In this tutorial, you will strengthen your foundation of technologies used in real-time event processing. You will learn in detail how Apache Kafka sends messages, the process Apache Storm undergoes to collect that data and the process involved for HBase to read that streaming data.
- Downloaded and Installed the latest Hortonworks Sandbox
- Learning the Ropes of the Hortonworks Sandbox
- 1st Concept: Apache NiFi
- 2nd Concept: Apache Kafka
- 3rd Concept: Apache Storm
- 4th Concept: Kafka on Storm
- Further Reading
NiFi works with Apache Kafka, Apache Storm, Apache HBase and Spark for real-time distributed messaging of streaming data. NiFi is an excellent platform for ingesting real-time streaming data sources, such as the internet of things, sensors and transactional systems. If the data that comes in is garbage data, NiFi offers tools to filter out the undesired data. Additionally, NiFi can also act as a messenger and send data to the desired location.
Goals of this module:
- Understand how Apache NiFi works
How NiFi Works
NiFi’s system design can be thought of as an Automated Teller Machine, where incoming data is securely processed and written sequentially to disk. There are four main components involved in moving data in and out of NiFi:
- Flow Controller
In NiFi, a FlowFile is data brought into the flow from any data source and moves through the dataflow. Connections are linkages between components that enable FlowFiles to move throughout the dataflow. A Flow Controller regulates the exchange of FlowFiles between processors. Processors are actions taken on the FlowFiles to process their content and attributes to ensure desired data moves throughout the dataflow to eventually be stored at a secure location. Therefore, NiFi acts as a Producer to publish messages to one or more topics. So, at a high level, producers send messages over the network to the Kafka cluster.
In a modern data architecture built on YARN-enabled Apache Hadoop, Kafka works in combination with Apache Storm, Apache HBase and Apache Spark for real-time distributed messaging of streaming data. Kafka is an excellent low latency messaging platform for real-time streaming data sources, such as the internet of things, sensors, and transactional systems. Whatever the industry or use case, Kafka brokers massive message streams for low-latency analysis in Enterprise Apache Hadoop.
Kafka is fully supported and included in HDP today.
Goals of this module:
- Understand Apache Kafka Architecture
- Understand how Apache Kafka works
What Kafka Does
Apache Kafka supports a wide range of use cases as a general-purpose messaging system for scenarios where high throughput, reliable delivery, and horizontal scalability are important. Apache Storm and Apache Spark both work very well in combination with Kafka. Common use cases include:
- Stream Processing
- Website Activity Tracking
- Metrics Collection and Monitoring
- Log Aggregation
Some of the important characteristics that make Kafka such an attractive option for these use cases include the following:
|Scalability||Distributed messaging system scales easily with no downtime|
|Durability||Persists messages on disk, and provides intra-cluster replication|
|Reliability||Replicates data, supports multiple consumers, and automatically balances consumers in case of failure|
|Performance||High throughput for both publishing and subscribing, with disk structures that provide constant performance even with many terabytes of stored messages|
How Kafka Works
Kafka’s system design can be thought of as that of a distributed commit log, where incoming data is written sequentially to disk. There are four main components involved in moving data in and out of Kafka:
In Kafka, a Topic is a user-defined category to which messages are published. NiFi will act in the role of Producers to publish messages to one or more topics and Consumers subscribe to topics and process the published messages. At a high level, producers send messages over the network to the Kafka cluster, which in turn serves them up to consumers. Finally, a Kafka cluster consists of one or more servers, called Brokers that manage the persistence and replication of message data (i.e. the commit log).

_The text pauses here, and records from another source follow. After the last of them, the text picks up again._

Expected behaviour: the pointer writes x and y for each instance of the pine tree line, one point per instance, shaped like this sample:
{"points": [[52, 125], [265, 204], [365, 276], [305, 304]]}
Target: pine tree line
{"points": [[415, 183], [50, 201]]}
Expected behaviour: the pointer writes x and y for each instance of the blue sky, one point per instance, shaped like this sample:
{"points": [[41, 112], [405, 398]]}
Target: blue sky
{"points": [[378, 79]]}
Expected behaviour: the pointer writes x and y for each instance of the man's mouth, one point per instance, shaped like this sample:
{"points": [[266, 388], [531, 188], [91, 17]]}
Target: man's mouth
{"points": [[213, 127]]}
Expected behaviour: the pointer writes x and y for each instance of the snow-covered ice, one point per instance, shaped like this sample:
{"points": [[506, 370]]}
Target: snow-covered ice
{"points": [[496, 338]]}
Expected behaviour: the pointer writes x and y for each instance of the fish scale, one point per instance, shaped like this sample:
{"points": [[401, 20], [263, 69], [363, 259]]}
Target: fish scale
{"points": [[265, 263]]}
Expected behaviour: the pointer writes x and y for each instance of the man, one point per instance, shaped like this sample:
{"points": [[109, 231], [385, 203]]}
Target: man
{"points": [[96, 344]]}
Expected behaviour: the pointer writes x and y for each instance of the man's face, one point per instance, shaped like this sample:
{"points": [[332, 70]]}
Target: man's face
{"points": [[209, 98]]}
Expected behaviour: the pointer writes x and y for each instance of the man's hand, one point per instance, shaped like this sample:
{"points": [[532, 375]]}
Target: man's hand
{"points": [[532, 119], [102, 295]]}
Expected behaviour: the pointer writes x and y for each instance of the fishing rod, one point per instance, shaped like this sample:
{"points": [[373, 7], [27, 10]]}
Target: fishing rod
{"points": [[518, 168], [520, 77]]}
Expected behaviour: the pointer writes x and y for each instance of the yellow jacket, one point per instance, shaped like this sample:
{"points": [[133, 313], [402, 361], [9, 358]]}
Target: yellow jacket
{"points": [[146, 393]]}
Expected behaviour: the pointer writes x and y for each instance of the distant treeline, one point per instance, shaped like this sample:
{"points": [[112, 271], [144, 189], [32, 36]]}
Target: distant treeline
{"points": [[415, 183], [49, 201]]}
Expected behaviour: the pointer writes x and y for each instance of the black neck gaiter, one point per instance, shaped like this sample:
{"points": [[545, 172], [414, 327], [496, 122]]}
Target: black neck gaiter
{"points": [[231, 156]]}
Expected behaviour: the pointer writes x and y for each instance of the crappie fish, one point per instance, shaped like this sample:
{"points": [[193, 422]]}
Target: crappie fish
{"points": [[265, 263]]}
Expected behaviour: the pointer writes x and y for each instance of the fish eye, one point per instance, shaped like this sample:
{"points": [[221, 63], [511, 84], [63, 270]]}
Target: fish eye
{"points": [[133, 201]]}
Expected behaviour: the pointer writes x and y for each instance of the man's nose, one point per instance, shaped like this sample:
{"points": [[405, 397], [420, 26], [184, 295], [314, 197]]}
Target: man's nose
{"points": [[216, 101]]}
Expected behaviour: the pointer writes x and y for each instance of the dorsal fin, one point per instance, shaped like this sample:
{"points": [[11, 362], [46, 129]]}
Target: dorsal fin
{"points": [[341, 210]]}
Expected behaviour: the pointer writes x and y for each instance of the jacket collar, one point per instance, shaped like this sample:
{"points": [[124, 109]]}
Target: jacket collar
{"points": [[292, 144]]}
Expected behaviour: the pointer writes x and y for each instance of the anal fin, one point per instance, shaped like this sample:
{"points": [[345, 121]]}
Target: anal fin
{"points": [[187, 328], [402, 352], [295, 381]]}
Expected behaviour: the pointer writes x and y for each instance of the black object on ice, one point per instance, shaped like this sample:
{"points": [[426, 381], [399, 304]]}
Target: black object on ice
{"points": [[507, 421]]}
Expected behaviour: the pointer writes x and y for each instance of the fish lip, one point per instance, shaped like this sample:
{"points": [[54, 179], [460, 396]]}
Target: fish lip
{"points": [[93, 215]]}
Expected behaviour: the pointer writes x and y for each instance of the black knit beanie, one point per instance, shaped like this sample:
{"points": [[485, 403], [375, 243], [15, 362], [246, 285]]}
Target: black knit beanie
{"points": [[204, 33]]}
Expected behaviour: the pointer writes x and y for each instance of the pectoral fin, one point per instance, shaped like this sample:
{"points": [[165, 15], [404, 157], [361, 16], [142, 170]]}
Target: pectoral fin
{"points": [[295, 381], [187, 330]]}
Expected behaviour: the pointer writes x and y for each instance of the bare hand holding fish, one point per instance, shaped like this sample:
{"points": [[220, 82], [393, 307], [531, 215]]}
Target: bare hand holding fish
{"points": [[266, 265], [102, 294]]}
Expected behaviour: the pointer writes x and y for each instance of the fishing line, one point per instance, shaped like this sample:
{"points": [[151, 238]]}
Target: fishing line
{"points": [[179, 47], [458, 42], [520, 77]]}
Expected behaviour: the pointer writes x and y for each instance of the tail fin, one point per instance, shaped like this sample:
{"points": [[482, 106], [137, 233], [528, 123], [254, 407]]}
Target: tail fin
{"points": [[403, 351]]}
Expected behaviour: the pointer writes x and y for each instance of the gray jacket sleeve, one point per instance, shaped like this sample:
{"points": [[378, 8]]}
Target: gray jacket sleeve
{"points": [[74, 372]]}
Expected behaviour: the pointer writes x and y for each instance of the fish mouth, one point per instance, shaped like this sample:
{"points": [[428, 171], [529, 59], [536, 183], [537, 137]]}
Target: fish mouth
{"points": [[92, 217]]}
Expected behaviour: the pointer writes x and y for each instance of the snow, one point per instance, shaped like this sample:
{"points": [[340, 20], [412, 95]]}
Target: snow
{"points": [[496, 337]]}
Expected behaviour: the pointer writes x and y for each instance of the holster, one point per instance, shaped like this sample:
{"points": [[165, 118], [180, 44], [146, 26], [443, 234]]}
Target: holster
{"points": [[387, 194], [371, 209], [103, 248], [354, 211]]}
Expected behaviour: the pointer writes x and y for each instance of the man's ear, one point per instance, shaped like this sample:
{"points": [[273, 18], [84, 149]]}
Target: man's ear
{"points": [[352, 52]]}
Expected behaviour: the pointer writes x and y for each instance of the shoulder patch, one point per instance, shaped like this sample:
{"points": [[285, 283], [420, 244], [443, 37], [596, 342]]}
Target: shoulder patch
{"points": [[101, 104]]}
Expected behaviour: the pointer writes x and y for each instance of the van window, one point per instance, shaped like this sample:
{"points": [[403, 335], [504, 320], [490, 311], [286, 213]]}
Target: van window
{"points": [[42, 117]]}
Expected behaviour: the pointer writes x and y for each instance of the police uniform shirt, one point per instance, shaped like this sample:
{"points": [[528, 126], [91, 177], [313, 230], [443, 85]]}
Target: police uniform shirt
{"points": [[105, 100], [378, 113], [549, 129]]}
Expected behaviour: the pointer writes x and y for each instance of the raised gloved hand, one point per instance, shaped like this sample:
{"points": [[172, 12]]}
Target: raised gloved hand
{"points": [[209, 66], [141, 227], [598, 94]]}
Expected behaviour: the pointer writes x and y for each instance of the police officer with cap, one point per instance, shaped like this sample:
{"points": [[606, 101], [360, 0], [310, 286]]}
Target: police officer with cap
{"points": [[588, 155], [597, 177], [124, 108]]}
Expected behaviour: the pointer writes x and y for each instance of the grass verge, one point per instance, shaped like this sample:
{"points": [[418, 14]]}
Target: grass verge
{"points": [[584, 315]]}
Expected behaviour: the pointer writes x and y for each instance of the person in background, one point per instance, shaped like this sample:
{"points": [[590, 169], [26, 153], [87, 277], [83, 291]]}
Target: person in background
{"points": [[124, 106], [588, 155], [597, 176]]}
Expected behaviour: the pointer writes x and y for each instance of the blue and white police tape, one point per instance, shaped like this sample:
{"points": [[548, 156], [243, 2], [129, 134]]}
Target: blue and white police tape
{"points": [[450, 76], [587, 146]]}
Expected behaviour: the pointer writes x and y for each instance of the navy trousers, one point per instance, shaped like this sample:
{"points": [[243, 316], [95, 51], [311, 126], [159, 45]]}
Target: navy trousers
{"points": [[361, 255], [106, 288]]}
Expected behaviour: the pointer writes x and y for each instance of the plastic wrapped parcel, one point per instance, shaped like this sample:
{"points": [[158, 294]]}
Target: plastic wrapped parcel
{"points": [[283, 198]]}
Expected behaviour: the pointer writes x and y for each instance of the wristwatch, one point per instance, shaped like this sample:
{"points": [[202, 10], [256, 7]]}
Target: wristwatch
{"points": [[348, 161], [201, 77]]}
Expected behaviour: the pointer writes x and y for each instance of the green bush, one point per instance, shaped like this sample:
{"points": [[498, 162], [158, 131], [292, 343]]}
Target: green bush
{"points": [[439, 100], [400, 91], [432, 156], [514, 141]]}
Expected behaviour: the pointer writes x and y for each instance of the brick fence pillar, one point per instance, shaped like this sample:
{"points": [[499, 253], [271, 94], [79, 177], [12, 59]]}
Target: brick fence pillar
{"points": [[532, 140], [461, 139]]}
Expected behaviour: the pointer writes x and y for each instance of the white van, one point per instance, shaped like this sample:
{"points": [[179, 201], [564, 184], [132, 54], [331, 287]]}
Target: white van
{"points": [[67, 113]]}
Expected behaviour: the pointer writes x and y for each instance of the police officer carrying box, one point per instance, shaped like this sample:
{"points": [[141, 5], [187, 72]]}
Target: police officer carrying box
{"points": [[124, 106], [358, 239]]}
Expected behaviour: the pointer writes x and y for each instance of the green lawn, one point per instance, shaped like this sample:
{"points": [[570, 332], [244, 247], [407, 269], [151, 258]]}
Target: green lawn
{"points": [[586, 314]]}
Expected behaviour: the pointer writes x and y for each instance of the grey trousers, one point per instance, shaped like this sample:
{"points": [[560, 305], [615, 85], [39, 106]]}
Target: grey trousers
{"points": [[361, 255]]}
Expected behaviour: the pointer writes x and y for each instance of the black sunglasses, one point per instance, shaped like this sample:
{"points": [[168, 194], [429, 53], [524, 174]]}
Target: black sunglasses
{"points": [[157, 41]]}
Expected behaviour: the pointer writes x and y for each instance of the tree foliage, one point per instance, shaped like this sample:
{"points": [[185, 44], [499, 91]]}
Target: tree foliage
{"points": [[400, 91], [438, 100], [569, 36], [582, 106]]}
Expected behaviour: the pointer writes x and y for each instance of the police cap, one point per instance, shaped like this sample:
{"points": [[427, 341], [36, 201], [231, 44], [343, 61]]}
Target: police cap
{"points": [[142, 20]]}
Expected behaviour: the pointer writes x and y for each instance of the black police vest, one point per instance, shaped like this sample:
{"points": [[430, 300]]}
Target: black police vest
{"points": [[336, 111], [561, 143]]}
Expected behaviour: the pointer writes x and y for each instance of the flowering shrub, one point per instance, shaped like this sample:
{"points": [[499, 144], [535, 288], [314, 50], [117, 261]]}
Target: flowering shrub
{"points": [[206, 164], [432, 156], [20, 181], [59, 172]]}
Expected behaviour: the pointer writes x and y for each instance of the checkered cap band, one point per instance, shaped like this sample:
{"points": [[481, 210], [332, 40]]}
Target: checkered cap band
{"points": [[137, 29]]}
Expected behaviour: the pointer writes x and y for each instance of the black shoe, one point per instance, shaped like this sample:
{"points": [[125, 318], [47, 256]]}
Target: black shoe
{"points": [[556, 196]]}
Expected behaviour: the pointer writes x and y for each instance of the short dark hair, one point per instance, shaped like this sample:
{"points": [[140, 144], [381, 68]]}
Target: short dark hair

One of the keys to Kafka’s high performance is the simplicity of the brokers’ responsibilities. In Kafka, topics consist of one or more Partitions that are ordered, immutable sequences of messages. Since writes to a partition are sequential, this design greatly reduces the number of hard disk seeks (with their resulting latency).
Another factor contributing to Kafka’s performance and scalability is the fact that Kafka brokers are not responsible for keeping track of what messages have been consumed – that responsibility falls on the consumer. In traditional messaging systems, such as JMS, the broker bore this responsibility, severely limiting the system’s ability to scale as the number of consumers increased.
For Kafka consumers, keeping track of which messages have been consumed (processed) is simply a matter of keeping track of an Offset, which is a sequential id number that uniquely identifies a message within a partition. Because Kafka retains all messages on disk (for a configurable amount of time), consumers can rewind or skip to any point in a partition simply by supplying an offset value. Finally, this design eliminates the potential for back-pressure when consumers process messages at different rates.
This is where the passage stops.